D'abord, la chouette les snoba superbement, agaçant un peu plus la jeune fille. Puis, ses yeux ne purent ignorer d'avantage les savoureux biscuits, jusqu'à ce que son ventre prenne le pas sur sa raison et décide de céder à la gourmandise.
Le rapace quitta la poutre sur laquelle il se tenait hors de portée pour rejoindre le perchoir le plus proche. La chouette poussa un cri impatient et Lily lui offrit un des biscuits. La Gryffondor se rua sur la patte de l'animal pour y attacher le colis. La chouette rayée tentait de se défaire de la prise de sa propriétaire, jusqu'à ce que Lily la menace de lui lancer un sort pour la contraindre à l'immobilité. A contrecœur, l'animal céda et tendit sa patte. Enfin, quand le paquet fut soigneusement attaché, Lily la remercia pour sa coopération forcée avec un autre biscuit.
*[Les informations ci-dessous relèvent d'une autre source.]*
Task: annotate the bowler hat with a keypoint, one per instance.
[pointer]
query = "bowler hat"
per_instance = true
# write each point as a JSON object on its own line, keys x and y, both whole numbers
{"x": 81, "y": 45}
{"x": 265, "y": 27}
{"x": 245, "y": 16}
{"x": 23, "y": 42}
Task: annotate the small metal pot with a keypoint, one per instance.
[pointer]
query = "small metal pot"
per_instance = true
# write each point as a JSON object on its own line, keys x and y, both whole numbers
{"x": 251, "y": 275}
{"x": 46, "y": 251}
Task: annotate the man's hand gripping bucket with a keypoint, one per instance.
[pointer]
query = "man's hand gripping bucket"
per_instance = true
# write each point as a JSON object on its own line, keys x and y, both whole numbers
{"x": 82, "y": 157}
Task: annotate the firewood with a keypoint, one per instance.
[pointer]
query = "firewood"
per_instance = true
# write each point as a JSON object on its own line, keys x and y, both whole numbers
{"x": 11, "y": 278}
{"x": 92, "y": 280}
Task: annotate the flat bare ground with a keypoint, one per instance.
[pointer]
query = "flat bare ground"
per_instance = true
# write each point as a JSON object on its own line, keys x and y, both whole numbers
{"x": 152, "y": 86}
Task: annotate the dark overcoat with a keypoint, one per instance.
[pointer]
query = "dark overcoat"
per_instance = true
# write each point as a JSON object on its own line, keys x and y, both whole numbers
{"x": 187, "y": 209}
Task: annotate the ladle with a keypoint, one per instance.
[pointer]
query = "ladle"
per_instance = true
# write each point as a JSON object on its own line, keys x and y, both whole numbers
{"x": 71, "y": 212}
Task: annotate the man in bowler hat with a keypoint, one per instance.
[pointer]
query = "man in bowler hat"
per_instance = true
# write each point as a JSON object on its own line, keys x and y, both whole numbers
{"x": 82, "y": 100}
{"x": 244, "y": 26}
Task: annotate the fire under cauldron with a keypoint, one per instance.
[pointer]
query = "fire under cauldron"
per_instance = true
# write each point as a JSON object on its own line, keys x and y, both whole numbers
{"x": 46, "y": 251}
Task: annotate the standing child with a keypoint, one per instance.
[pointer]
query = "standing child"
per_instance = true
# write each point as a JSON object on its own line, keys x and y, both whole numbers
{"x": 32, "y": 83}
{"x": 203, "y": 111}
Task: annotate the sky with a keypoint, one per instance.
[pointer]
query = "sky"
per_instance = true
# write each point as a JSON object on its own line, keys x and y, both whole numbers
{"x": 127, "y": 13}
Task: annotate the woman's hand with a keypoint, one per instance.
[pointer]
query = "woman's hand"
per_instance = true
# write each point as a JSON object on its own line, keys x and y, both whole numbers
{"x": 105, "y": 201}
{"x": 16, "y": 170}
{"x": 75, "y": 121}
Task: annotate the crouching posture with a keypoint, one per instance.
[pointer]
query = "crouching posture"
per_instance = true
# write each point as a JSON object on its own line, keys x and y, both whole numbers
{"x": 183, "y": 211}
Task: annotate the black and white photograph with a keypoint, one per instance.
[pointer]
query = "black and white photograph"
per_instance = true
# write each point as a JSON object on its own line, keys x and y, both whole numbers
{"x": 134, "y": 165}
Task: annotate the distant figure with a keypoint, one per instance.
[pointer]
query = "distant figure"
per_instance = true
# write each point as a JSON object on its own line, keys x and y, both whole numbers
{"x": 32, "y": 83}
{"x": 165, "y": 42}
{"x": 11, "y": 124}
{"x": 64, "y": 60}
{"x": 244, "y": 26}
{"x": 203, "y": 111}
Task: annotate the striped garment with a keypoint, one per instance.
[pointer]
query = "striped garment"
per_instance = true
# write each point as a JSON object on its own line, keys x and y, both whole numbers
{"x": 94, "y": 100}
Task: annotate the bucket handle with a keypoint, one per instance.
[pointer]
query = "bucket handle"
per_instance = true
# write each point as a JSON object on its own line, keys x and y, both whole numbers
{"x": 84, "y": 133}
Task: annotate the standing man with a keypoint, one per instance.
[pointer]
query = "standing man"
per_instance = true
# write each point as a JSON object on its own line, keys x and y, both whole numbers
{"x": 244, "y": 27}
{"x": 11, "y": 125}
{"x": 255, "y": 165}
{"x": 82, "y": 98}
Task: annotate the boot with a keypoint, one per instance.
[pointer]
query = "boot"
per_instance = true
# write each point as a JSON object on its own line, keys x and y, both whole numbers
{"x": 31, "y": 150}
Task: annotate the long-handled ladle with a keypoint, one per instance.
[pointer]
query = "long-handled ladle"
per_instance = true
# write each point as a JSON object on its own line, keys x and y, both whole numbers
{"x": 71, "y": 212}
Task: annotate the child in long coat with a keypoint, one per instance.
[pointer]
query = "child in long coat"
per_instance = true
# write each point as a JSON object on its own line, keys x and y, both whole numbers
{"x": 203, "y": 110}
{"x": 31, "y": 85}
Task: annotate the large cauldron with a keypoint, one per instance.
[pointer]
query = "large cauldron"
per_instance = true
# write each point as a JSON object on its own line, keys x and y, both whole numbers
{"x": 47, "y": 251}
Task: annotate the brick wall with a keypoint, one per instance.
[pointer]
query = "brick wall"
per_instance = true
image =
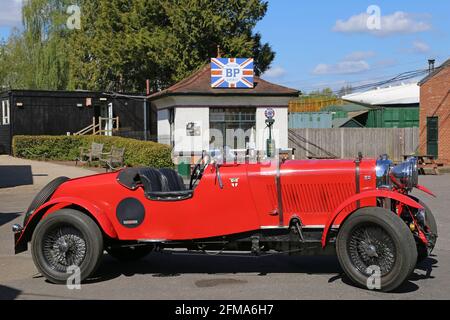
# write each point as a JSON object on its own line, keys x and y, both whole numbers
{"x": 435, "y": 102}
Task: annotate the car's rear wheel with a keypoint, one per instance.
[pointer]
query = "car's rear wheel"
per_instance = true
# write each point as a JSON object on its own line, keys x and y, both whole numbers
{"x": 376, "y": 249}
{"x": 129, "y": 253}
{"x": 64, "y": 242}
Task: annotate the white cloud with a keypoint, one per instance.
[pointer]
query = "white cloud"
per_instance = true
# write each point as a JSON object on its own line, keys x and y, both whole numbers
{"x": 275, "y": 72}
{"x": 359, "y": 55}
{"x": 11, "y": 13}
{"x": 343, "y": 67}
{"x": 398, "y": 22}
{"x": 352, "y": 63}
{"x": 420, "y": 47}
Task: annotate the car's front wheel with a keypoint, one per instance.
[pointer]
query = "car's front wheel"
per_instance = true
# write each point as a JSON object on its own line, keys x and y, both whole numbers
{"x": 376, "y": 249}
{"x": 67, "y": 243}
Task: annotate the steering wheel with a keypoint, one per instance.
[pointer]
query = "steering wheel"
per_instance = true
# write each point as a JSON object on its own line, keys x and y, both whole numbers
{"x": 197, "y": 173}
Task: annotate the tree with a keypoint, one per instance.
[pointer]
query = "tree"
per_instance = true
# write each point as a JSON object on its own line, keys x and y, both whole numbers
{"x": 122, "y": 43}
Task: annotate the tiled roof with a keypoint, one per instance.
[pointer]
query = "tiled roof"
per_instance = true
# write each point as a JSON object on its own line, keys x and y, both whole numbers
{"x": 199, "y": 83}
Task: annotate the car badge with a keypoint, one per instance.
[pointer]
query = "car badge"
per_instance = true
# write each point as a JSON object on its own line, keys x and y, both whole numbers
{"x": 234, "y": 182}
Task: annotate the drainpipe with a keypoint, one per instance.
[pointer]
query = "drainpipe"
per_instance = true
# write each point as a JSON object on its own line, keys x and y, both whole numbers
{"x": 147, "y": 83}
{"x": 431, "y": 65}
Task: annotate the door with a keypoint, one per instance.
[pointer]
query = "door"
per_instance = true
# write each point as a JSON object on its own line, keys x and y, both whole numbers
{"x": 106, "y": 112}
{"x": 432, "y": 136}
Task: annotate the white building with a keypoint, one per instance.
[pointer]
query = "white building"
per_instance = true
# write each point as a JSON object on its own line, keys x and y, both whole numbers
{"x": 194, "y": 117}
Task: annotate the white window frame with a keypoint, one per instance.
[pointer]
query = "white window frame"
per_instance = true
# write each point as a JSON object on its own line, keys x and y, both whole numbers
{"x": 6, "y": 112}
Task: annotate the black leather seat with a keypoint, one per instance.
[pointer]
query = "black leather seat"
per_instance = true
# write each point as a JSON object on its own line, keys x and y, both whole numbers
{"x": 172, "y": 181}
{"x": 161, "y": 185}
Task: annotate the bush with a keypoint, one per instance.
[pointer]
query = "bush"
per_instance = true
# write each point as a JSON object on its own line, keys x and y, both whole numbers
{"x": 67, "y": 148}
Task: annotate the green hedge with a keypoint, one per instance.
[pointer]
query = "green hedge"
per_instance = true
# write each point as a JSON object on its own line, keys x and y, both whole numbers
{"x": 67, "y": 148}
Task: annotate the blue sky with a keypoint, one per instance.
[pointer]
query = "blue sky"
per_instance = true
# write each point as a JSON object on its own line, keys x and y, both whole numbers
{"x": 325, "y": 43}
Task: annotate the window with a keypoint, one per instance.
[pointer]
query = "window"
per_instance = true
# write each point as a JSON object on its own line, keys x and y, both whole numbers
{"x": 5, "y": 112}
{"x": 232, "y": 127}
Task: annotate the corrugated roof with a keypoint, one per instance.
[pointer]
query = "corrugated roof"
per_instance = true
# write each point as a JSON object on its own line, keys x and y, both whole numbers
{"x": 351, "y": 107}
{"x": 435, "y": 72}
{"x": 340, "y": 122}
{"x": 199, "y": 83}
{"x": 402, "y": 94}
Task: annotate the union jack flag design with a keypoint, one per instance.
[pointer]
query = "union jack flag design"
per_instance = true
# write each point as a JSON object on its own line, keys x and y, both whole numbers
{"x": 232, "y": 73}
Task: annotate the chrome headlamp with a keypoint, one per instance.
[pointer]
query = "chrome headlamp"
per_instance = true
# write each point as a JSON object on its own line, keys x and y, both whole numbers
{"x": 406, "y": 174}
{"x": 383, "y": 166}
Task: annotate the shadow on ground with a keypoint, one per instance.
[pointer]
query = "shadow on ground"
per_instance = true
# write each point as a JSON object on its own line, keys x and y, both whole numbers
{"x": 8, "y": 217}
{"x": 176, "y": 264}
{"x": 8, "y": 293}
{"x": 13, "y": 176}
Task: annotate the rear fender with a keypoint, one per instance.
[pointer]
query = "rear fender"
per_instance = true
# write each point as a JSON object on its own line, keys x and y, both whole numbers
{"x": 364, "y": 195}
{"x": 63, "y": 202}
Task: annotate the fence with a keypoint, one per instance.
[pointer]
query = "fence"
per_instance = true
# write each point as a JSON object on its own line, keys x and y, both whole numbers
{"x": 347, "y": 142}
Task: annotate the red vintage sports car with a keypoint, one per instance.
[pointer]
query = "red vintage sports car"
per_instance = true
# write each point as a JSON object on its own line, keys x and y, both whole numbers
{"x": 359, "y": 209}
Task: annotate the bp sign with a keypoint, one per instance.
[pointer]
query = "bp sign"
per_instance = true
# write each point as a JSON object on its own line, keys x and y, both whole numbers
{"x": 269, "y": 113}
{"x": 232, "y": 73}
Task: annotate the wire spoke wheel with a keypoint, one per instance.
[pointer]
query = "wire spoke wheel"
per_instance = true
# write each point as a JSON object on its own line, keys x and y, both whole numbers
{"x": 370, "y": 245}
{"x": 64, "y": 246}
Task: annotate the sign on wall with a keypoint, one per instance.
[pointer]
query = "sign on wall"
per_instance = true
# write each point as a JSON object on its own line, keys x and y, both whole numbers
{"x": 232, "y": 72}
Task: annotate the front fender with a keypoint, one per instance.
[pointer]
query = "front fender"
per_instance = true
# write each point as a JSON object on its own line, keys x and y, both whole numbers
{"x": 367, "y": 194}
{"x": 63, "y": 202}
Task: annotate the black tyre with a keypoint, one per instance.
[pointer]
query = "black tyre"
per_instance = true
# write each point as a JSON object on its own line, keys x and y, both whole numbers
{"x": 375, "y": 239}
{"x": 422, "y": 250}
{"x": 125, "y": 254}
{"x": 64, "y": 239}
{"x": 43, "y": 195}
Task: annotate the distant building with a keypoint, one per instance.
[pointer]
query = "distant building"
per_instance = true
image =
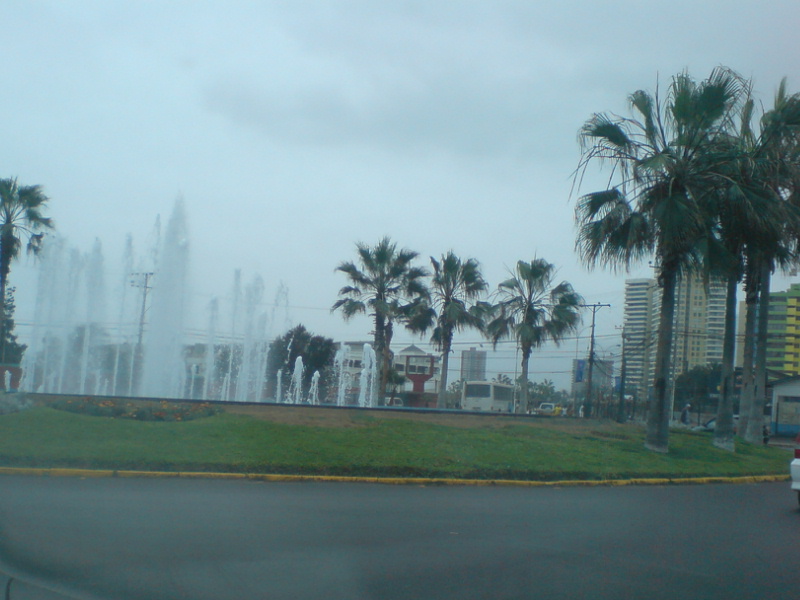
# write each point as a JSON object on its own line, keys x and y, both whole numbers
{"x": 602, "y": 377}
{"x": 473, "y": 365}
{"x": 640, "y": 334}
{"x": 699, "y": 323}
{"x": 698, "y": 329}
{"x": 783, "y": 340}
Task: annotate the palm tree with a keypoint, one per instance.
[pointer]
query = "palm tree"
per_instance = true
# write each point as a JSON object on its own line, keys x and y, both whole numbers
{"x": 533, "y": 310}
{"x": 666, "y": 171}
{"x": 456, "y": 286}
{"x": 386, "y": 285}
{"x": 770, "y": 170}
{"x": 20, "y": 219}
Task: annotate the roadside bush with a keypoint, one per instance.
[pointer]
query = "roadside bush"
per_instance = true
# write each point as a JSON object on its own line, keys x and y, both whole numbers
{"x": 139, "y": 410}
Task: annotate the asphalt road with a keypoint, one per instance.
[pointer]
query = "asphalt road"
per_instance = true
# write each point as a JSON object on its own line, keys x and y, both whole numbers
{"x": 207, "y": 539}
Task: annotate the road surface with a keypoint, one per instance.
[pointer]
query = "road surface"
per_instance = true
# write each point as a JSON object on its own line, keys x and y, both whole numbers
{"x": 214, "y": 539}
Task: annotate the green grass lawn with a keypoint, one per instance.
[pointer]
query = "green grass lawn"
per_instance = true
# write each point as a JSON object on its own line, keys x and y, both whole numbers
{"x": 546, "y": 450}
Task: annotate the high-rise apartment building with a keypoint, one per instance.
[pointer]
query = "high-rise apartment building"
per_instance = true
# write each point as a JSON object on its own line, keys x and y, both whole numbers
{"x": 640, "y": 334}
{"x": 699, "y": 323}
{"x": 783, "y": 329}
{"x": 473, "y": 365}
{"x": 698, "y": 329}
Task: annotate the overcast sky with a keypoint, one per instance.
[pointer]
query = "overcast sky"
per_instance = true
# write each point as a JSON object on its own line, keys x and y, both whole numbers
{"x": 294, "y": 129}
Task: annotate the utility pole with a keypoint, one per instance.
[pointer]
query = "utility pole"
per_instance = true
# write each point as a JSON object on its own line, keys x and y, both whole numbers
{"x": 140, "y": 280}
{"x": 595, "y": 307}
{"x": 621, "y": 417}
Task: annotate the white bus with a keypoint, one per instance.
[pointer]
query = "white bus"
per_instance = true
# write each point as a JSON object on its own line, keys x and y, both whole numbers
{"x": 487, "y": 396}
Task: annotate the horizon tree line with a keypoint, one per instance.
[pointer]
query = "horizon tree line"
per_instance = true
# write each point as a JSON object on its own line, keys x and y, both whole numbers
{"x": 701, "y": 186}
{"x": 385, "y": 284}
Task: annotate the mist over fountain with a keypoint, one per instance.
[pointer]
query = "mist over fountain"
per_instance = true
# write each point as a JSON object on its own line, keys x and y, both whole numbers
{"x": 134, "y": 336}
{"x": 142, "y": 347}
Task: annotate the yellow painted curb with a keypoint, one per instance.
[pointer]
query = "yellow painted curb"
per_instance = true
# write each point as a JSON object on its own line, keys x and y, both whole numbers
{"x": 390, "y": 480}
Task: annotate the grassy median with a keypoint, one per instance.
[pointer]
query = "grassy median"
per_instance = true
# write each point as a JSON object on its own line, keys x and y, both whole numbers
{"x": 359, "y": 443}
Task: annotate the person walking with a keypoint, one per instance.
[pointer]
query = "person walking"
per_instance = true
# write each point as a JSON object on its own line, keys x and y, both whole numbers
{"x": 685, "y": 414}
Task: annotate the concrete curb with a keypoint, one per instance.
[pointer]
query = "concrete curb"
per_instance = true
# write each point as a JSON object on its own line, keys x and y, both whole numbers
{"x": 86, "y": 473}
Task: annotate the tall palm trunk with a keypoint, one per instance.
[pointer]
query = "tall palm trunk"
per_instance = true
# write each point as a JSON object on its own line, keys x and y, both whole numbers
{"x": 6, "y": 244}
{"x": 385, "y": 362}
{"x": 657, "y": 436}
{"x": 723, "y": 432}
{"x": 522, "y": 408}
{"x": 441, "y": 401}
{"x": 380, "y": 344}
{"x": 755, "y": 422}
{"x": 748, "y": 368}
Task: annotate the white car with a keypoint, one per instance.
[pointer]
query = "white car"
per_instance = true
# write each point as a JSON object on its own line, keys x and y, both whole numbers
{"x": 795, "y": 468}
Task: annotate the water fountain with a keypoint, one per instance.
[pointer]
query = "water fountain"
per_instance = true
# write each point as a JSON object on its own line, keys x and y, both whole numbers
{"x": 142, "y": 348}
{"x": 367, "y": 381}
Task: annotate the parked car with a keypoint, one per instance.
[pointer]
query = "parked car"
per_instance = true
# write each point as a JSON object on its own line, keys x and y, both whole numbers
{"x": 711, "y": 425}
{"x": 794, "y": 468}
{"x": 547, "y": 409}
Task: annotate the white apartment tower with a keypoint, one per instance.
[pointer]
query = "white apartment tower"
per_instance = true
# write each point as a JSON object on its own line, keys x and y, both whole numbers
{"x": 697, "y": 334}
{"x": 640, "y": 334}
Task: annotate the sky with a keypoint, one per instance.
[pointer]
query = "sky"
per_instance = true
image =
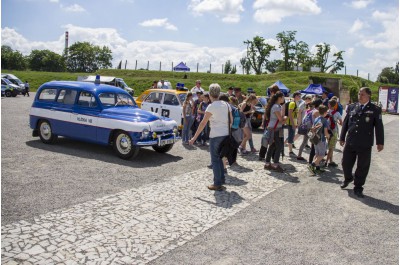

L'oiseau s'envola d'un puissant battement d'aile, ébouriffant au passage les cheveux auburn de Lily. Cette dernière s'approcha du rebord de la fenêtre pour observer la chouette prendre la direction du sud, vers sa maison, vers ses parents. Sa mère aurait son cadeau d'anniversaire à temps, elle regrettait simplement de ne pas pouvoir être là pour le lui souhaiter en direct. Ferait-elle encore cette année son délicieux entremet au chocolat ? Lily soupira en salivant au souvenir du gout de ce merveilleux dessert... avant de se sentir poussée, projetée en avant, ses jambes soulevées avec une force extraordinaire. Sans pouvoir l'empêcher, Lily tomba dans le vide, depuis le sommet de la volière.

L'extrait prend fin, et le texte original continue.